Lazada Product Title Quality Challenge
-- This was made as a Information Retrieval course project.
Lazada provided the competition’s goal, which was to identify whether the titles of its products were clear and concise amidst an increasing number of e-commerce site transactions. The specific goal of the challenge was to score the clarity and conciseness of each product title (two scores in the [0,1] interval). One can note that these two indicators are not the same. Clarity refers to whether the content of a title is easy to understand, and whether the description is comprehensive and accurate.
An example of an unclear sentence is: “Silver Crystal Diamante Effect Evening Clutch Wedding Purse Party Prom Bag Box.” This doesn’t clarify whether the product is a “Wedding Purse” or “Party Prom Bag Box.”
While an example of a clear sentence is: “Soft-Touch Plastic Hard Case for MacBook Air 11.6 Case (Models:A1370 and A1465) with Transparent Keyboard Cover (Transparent)(Export)” In contrast, conciseness refers to whether the content of a title is terse.
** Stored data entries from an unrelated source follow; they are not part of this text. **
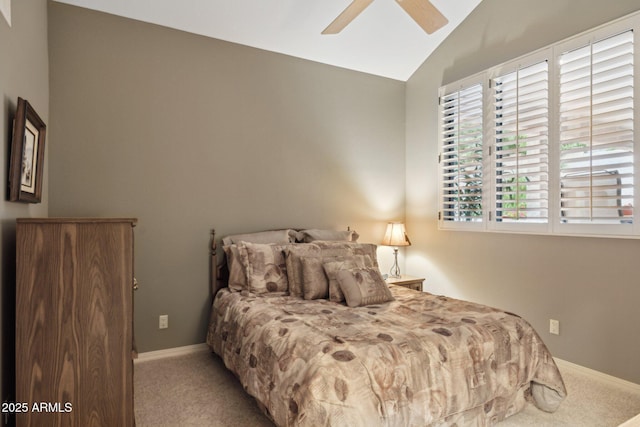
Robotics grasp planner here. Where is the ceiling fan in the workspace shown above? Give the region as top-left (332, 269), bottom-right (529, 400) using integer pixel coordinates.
top-left (322, 0), bottom-right (449, 34)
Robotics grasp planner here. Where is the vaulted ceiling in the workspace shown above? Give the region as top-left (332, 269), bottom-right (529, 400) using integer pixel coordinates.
top-left (51, 0), bottom-right (482, 81)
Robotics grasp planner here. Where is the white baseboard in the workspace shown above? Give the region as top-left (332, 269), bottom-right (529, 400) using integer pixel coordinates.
top-left (135, 343), bottom-right (640, 393)
top-left (618, 415), bottom-right (640, 427)
top-left (134, 343), bottom-right (210, 363)
top-left (553, 357), bottom-right (640, 394)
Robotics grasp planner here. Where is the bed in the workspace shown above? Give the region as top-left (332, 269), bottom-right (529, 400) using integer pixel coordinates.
top-left (207, 230), bottom-right (566, 426)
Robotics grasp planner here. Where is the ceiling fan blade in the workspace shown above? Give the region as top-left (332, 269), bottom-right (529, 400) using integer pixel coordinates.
top-left (322, 0), bottom-right (373, 34)
top-left (396, 0), bottom-right (449, 34)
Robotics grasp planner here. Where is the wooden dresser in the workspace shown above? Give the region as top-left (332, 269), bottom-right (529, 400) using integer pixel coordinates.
top-left (16, 218), bottom-right (136, 427)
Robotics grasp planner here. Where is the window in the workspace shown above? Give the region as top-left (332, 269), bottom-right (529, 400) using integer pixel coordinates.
top-left (439, 13), bottom-right (640, 237)
top-left (559, 31), bottom-right (634, 224)
top-left (491, 61), bottom-right (549, 223)
top-left (440, 84), bottom-right (483, 227)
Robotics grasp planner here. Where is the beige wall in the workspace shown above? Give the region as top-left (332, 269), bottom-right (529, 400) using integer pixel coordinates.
top-left (49, 3), bottom-right (405, 351)
top-left (0, 0), bottom-right (53, 401)
top-left (406, 0), bottom-right (640, 383)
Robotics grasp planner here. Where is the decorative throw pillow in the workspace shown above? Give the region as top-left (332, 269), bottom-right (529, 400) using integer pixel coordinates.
top-left (322, 255), bottom-right (373, 302)
top-left (285, 243), bottom-right (321, 298)
top-left (238, 242), bottom-right (289, 294)
top-left (300, 257), bottom-right (329, 300)
top-left (222, 245), bottom-right (249, 292)
top-left (297, 228), bottom-right (360, 243)
top-left (337, 267), bottom-right (394, 307)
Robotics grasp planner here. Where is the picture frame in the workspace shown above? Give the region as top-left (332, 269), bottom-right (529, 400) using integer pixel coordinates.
top-left (9, 98), bottom-right (47, 203)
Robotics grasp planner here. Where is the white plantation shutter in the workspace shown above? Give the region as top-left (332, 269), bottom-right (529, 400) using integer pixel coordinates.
top-left (491, 61), bottom-right (549, 223)
top-left (440, 84), bottom-right (483, 222)
top-left (438, 12), bottom-right (640, 238)
top-left (559, 31), bottom-right (634, 224)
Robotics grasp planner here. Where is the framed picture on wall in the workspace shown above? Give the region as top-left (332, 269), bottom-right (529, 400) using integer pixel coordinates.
top-left (9, 98), bottom-right (47, 203)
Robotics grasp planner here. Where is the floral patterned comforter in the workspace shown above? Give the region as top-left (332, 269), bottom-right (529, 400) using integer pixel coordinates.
top-left (207, 285), bottom-right (566, 427)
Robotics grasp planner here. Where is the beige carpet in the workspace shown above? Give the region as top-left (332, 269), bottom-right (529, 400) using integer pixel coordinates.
top-left (135, 351), bottom-right (640, 427)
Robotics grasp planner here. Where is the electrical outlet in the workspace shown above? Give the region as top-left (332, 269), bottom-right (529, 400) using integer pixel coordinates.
top-left (158, 314), bottom-right (169, 329)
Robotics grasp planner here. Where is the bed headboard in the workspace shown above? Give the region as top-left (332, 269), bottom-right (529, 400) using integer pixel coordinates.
top-left (209, 229), bottom-right (226, 297)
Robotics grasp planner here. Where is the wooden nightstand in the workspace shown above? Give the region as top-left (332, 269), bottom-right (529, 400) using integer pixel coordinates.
top-left (387, 274), bottom-right (424, 291)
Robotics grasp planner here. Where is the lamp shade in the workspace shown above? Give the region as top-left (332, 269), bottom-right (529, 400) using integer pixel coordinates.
top-left (381, 222), bottom-right (411, 246)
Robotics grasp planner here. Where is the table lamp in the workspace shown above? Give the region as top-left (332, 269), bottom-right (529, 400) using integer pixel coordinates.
top-left (382, 222), bottom-right (411, 278)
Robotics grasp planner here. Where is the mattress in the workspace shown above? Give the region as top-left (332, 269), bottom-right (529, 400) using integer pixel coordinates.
top-left (207, 285), bottom-right (566, 426)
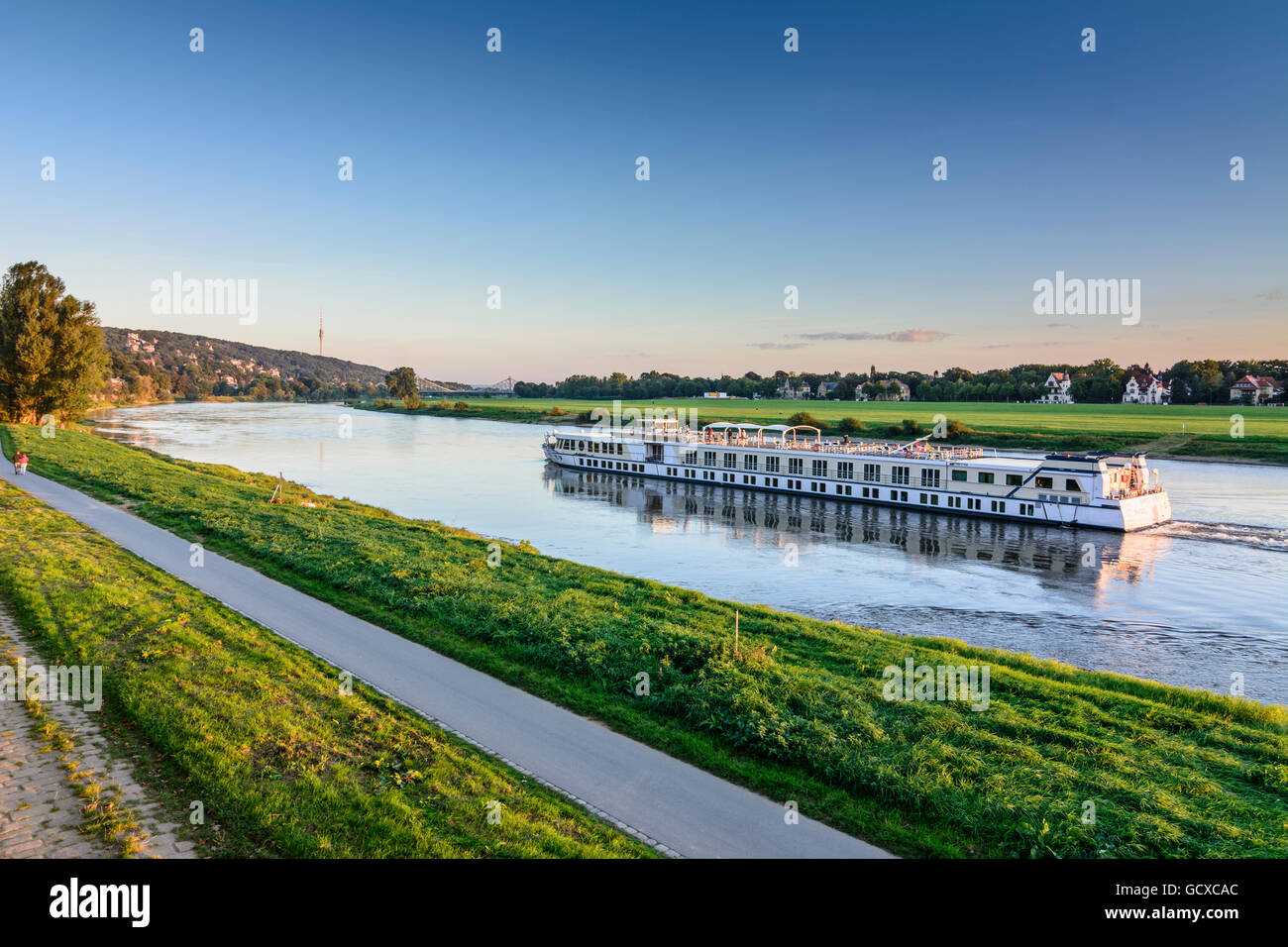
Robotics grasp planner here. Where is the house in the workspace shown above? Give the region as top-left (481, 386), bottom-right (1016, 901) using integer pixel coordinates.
top-left (1231, 374), bottom-right (1284, 404)
top-left (1038, 371), bottom-right (1073, 404)
top-left (777, 378), bottom-right (810, 401)
top-left (1124, 374), bottom-right (1172, 404)
top-left (854, 377), bottom-right (912, 401)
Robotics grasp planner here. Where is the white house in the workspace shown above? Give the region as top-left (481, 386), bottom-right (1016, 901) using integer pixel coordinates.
top-left (1038, 371), bottom-right (1073, 404)
top-left (1231, 374), bottom-right (1284, 404)
top-left (1124, 374), bottom-right (1172, 404)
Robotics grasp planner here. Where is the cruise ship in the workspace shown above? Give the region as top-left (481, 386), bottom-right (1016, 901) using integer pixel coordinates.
top-left (542, 419), bottom-right (1172, 532)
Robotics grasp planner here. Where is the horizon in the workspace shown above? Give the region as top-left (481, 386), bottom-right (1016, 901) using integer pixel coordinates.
top-left (0, 3), bottom-right (1288, 384)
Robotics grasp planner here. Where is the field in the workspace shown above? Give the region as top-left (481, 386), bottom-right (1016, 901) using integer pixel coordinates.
top-left (376, 398), bottom-right (1288, 464)
top-left (0, 425), bottom-right (1288, 857)
top-left (0, 480), bottom-right (653, 858)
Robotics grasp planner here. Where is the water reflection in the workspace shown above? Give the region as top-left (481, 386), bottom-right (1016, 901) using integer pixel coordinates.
top-left (545, 464), bottom-right (1171, 595)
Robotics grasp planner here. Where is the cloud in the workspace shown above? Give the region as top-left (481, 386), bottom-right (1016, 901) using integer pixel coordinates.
top-left (800, 329), bottom-right (948, 342)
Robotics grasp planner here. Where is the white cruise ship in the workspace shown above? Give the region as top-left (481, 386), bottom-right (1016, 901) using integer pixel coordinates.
top-left (542, 419), bottom-right (1172, 532)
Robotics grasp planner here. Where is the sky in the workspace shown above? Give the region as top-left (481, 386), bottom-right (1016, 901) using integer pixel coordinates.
top-left (0, 0), bottom-right (1288, 382)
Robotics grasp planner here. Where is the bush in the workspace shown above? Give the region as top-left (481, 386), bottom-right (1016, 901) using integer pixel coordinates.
top-left (787, 411), bottom-right (827, 429)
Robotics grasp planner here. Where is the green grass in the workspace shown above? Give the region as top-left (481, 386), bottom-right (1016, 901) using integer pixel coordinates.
top-left (0, 425), bottom-right (1288, 857)
top-left (360, 398), bottom-right (1288, 464)
top-left (0, 481), bottom-right (652, 857)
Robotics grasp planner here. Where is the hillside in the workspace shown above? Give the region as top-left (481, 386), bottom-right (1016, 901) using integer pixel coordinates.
top-left (103, 326), bottom-right (469, 399)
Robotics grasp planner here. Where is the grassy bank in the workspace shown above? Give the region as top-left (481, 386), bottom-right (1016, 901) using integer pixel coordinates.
top-left (358, 398), bottom-right (1288, 464)
top-left (0, 425), bottom-right (1288, 857)
top-left (0, 481), bottom-right (649, 857)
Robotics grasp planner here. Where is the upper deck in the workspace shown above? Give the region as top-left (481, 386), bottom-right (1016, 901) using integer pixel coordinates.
top-left (543, 419), bottom-right (1164, 502)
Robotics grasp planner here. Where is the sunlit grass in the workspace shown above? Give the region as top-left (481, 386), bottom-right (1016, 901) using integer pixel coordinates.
top-left (0, 481), bottom-right (652, 858)
top-left (8, 427), bottom-right (1288, 857)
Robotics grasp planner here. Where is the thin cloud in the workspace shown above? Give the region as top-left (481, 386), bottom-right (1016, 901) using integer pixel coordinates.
top-left (799, 329), bottom-right (948, 342)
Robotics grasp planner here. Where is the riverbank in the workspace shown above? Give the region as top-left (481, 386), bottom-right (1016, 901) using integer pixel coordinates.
top-left (353, 398), bottom-right (1288, 466)
top-left (0, 474), bottom-right (653, 858)
top-left (7, 427), bottom-right (1288, 856)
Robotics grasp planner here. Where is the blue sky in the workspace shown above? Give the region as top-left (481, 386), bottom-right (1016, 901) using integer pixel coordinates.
top-left (0, 3), bottom-right (1288, 381)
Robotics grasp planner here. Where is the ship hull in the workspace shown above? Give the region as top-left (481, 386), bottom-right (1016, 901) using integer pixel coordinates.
top-left (542, 443), bottom-right (1172, 532)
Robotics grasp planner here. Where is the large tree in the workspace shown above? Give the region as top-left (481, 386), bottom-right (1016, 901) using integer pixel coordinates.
top-left (385, 365), bottom-right (417, 399)
top-left (0, 261), bottom-right (110, 423)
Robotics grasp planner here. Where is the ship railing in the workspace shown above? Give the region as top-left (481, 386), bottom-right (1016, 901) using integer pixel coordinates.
top-left (602, 428), bottom-right (984, 460)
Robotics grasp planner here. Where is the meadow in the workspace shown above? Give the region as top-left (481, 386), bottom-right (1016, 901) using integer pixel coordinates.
top-left (371, 398), bottom-right (1288, 464)
top-left (0, 480), bottom-right (654, 858)
top-left (0, 425), bottom-right (1288, 857)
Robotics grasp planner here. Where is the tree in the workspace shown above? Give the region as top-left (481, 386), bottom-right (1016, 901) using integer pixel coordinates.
top-left (385, 365), bottom-right (419, 401)
top-left (0, 261), bottom-right (110, 423)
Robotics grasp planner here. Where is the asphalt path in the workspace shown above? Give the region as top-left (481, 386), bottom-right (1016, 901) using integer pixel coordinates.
top-left (0, 462), bottom-right (890, 858)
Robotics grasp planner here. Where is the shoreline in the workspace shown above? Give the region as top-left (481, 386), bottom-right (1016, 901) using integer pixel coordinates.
top-left (0, 425), bottom-right (1288, 857)
top-left (345, 402), bottom-right (1288, 467)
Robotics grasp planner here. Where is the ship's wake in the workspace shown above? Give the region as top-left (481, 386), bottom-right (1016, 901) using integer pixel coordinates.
top-left (1145, 520), bottom-right (1288, 553)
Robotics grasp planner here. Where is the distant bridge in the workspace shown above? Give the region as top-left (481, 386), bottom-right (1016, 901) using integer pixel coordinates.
top-left (419, 377), bottom-right (514, 397)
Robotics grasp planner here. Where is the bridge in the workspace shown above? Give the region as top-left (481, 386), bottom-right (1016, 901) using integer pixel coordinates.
top-left (416, 377), bottom-right (514, 398)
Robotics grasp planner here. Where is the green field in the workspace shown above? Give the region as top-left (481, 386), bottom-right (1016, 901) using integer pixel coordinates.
top-left (0, 474), bottom-right (654, 858)
top-left (362, 398), bottom-right (1288, 464)
top-left (0, 425), bottom-right (1288, 857)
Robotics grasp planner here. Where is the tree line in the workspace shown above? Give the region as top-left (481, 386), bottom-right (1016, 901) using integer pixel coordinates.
top-left (514, 359), bottom-right (1288, 404)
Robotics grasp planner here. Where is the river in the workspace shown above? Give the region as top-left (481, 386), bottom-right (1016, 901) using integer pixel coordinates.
top-left (95, 403), bottom-right (1288, 703)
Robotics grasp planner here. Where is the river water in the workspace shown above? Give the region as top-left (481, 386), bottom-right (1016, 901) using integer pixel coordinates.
top-left (95, 403), bottom-right (1288, 703)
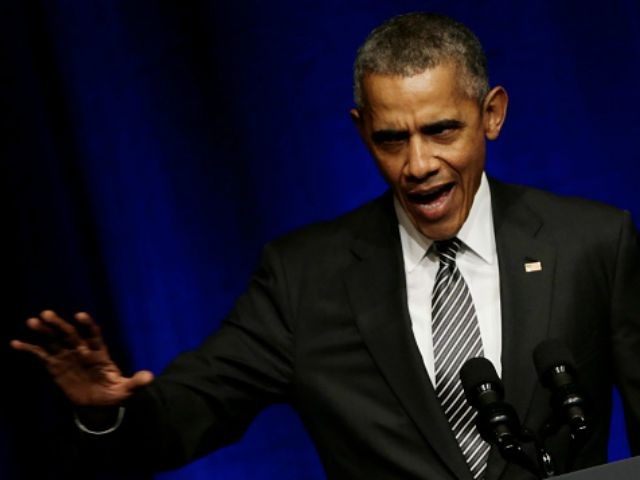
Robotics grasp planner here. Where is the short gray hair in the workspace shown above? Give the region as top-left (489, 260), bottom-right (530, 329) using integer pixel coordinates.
top-left (353, 12), bottom-right (489, 108)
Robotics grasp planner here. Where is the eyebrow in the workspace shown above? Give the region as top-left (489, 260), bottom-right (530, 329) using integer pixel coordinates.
top-left (371, 118), bottom-right (465, 143)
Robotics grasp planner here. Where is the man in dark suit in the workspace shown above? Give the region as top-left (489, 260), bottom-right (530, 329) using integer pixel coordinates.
top-left (12, 14), bottom-right (640, 479)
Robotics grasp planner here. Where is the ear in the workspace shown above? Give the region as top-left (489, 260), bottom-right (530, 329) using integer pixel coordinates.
top-left (349, 108), bottom-right (366, 140)
top-left (482, 86), bottom-right (509, 140)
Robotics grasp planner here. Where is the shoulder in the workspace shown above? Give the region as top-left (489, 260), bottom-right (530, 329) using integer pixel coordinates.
top-left (491, 179), bottom-right (629, 230)
top-left (491, 180), bottom-right (635, 255)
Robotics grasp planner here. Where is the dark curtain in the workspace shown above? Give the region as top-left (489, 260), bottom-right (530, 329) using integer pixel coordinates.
top-left (0, 0), bottom-right (640, 479)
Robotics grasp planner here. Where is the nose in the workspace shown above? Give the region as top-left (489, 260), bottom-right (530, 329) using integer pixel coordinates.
top-left (405, 135), bottom-right (440, 181)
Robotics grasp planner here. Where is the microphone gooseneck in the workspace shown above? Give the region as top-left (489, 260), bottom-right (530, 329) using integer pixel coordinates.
top-left (533, 339), bottom-right (589, 440)
top-left (460, 357), bottom-right (539, 476)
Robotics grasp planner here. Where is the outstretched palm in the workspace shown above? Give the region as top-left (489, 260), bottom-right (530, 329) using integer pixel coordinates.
top-left (11, 310), bottom-right (153, 407)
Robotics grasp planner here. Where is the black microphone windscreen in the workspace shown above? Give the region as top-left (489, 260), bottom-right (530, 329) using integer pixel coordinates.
top-left (460, 357), bottom-right (503, 398)
top-left (533, 339), bottom-right (575, 377)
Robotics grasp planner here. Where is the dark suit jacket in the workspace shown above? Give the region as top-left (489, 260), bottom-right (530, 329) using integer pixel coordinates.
top-left (89, 181), bottom-right (640, 479)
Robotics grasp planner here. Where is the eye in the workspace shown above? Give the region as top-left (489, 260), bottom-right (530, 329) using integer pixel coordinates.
top-left (420, 120), bottom-right (463, 139)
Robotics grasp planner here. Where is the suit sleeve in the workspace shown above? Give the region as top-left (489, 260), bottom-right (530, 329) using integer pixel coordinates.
top-left (611, 214), bottom-right (640, 455)
top-left (83, 246), bottom-right (293, 471)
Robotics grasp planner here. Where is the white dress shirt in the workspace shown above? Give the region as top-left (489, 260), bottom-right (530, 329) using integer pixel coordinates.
top-left (395, 173), bottom-right (502, 385)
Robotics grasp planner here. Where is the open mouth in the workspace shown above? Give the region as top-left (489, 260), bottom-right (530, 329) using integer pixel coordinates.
top-left (407, 182), bottom-right (455, 206)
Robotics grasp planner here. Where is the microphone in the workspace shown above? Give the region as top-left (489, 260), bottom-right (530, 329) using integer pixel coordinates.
top-left (533, 339), bottom-right (589, 440)
top-left (460, 357), bottom-right (538, 476)
top-left (460, 357), bottom-right (521, 446)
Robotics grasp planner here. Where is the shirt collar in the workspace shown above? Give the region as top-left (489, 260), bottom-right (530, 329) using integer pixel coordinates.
top-left (393, 172), bottom-right (496, 272)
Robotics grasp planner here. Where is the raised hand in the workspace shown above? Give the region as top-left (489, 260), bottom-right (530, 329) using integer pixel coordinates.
top-left (11, 310), bottom-right (153, 407)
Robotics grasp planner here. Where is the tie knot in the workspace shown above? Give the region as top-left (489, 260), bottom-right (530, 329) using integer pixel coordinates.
top-left (433, 237), bottom-right (462, 267)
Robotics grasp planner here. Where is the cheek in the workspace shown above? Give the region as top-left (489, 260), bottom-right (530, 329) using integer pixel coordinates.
top-left (375, 155), bottom-right (402, 185)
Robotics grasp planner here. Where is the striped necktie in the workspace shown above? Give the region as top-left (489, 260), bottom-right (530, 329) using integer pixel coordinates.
top-left (431, 238), bottom-right (490, 479)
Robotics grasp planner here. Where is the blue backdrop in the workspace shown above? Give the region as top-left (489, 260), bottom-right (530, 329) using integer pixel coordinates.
top-left (0, 0), bottom-right (640, 480)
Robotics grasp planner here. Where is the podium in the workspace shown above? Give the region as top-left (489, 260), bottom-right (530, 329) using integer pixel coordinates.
top-left (552, 457), bottom-right (640, 480)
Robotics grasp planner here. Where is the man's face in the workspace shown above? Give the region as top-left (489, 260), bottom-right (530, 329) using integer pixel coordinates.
top-left (351, 64), bottom-right (507, 240)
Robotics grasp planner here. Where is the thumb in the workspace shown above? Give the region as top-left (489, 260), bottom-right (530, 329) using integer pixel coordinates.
top-left (127, 370), bottom-right (153, 390)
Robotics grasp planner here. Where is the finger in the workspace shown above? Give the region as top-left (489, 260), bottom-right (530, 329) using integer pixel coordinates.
top-left (40, 310), bottom-right (84, 348)
top-left (27, 317), bottom-right (56, 337)
top-left (125, 370), bottom-right (153, 390)
top-left (10, 340), bottom-right (50, 362)
top-left (74, 312), bottom-right (104, 350)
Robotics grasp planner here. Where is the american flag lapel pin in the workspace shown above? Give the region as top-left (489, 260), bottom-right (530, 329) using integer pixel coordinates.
top-left (524, 260), bottom-right (542, 273)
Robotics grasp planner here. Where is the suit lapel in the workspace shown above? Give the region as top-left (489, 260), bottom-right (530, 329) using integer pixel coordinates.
top-left (345, 195), bottom-right (471, 479)
top-left (486, 181), bottom-right (555, 479)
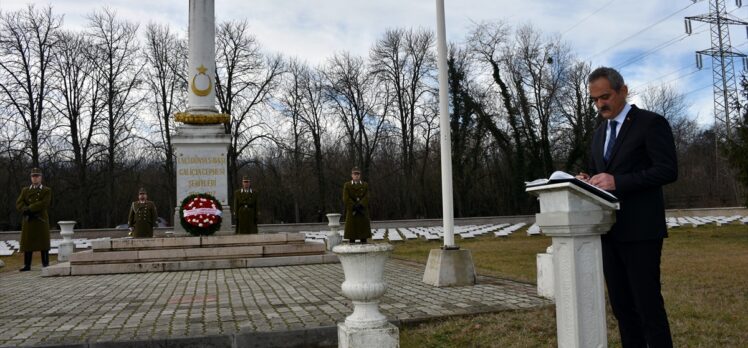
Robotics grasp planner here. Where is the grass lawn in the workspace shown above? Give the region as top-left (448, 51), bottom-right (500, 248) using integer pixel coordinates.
top-left (393, 225), bottom-right (748, 347)
top-left (0, 225), bottom-right (748, 348)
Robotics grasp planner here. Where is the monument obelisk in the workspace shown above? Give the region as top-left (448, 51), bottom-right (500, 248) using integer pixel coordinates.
top-left (172, 0), bottom-right (232, 234)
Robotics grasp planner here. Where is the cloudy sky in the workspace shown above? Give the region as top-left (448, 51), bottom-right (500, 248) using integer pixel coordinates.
top-left (0, 0), bottom-right (748, 125)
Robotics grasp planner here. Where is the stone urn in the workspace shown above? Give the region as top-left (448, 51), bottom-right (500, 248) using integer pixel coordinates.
top-left (57, 221), bottom-right (75, 262)
top-left (333, 244), bottom-right (394, 328)
top-left (327, 213), bottom-right (343, 251)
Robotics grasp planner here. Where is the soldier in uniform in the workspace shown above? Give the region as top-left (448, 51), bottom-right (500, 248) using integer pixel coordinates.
top-left (234, 176), bottom-right (257, 234)
top-left (343, 167), bottom-right (371, 243)
top-left (16, 168), bottom-right (52, 272)
top-left (127, 187), bottom-right (158, 238)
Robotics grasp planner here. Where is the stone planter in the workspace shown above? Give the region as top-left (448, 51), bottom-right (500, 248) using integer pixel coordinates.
top-left (333, 244), bottom-right (400, 347)
top-left (57, 221), bottom-right (75, 262)
top-left (327, 213), bottom-right (343, 251)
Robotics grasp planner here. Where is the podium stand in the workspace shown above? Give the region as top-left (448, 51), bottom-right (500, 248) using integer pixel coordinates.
top-left (526, 182), bottom-right (619, 348)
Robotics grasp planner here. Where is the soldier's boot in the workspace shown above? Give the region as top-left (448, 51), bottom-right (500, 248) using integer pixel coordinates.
top-left (42, 250), bottom-right (49, 267)
top-left (18, 251), bottom-right (31, 272)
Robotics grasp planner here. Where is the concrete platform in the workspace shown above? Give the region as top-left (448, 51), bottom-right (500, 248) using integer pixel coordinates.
top-left (0, 259), bottom-right (551, 348)
top-left (42, 233), bottom-right (330, 277)
top-left (41, 253), bottom-right (340, 277)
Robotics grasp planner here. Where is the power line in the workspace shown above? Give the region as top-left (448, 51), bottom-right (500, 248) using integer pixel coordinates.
top-left (683, 84), bottom-right (712, 96)
top-left (617, 29), bottom-right (706, 70)
top-left (588, 2), bottom-right (695, 60)
top-left (632, 63), bottom-right (698, 89)
top-left (561, 0), bottom-right (615, 36)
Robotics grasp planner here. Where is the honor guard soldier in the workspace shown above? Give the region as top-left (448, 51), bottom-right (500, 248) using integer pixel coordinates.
top-left (234, 176), bottom-right (257, 234)
top-left (16, 168), bottom-right (52, 272)
top-left (127, 188), bottom-right (158, 238)
top-left (343, 167), bottom-right (371, 243)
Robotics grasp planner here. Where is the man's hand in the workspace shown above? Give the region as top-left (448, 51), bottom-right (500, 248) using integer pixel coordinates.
top-left (588, 173), bottom-right (616, 191)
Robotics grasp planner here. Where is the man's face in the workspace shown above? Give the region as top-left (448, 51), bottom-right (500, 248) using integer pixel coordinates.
top-left (589, 77), bottom-right (628, 120)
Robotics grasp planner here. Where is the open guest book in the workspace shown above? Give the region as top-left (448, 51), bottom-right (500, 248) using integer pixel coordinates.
top-left (525, 170), bottom-right (618, 203)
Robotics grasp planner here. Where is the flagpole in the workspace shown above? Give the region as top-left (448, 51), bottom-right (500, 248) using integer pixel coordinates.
top-left (436, 0), bottom-right (459, 249)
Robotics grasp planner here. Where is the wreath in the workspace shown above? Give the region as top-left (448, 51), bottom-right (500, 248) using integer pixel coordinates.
top-left (179, 193), bottom-right (223, 236)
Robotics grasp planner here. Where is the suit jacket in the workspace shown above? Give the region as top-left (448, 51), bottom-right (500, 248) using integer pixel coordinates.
top-left (589, 105), bottom-right (678, 242)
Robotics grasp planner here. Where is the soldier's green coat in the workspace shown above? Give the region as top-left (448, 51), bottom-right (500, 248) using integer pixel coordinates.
top-left (232, 189), bottom-right (257, 234)
top-left (343, 181), bottom-right (371, 239)
top-left (16, 185), bottom-right (52, 252)
top-left (127, 201), bottom-right (158, 238)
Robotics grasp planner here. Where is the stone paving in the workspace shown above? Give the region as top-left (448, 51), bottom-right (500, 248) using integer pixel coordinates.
top-left (0, 260), bottom-right (550, 347)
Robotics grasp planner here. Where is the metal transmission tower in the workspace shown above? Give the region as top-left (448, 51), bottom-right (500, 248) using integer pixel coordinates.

An example of a short but unconcise sentence is: “rondaful pure color window screening wedding banquet glass yarn,” because the synonyms are redundant, and it is also unclear. An example of a concise sentence is “moonmini case for iPhone 5 5s (hot pink + blue) creative melting ice cream skin hard case protective back case cover”. To explore and solve this problem, Lazada provided a series of raw data from real scenarios, including the title, three-level category tree, description, price, and ID of the product. Lazada also provided some manually labeled information.
We were provided with standard datasets for evaluation. There were three datasets: the first was training data for training, the second was validation data for initial testing, and the third was test data for final testing.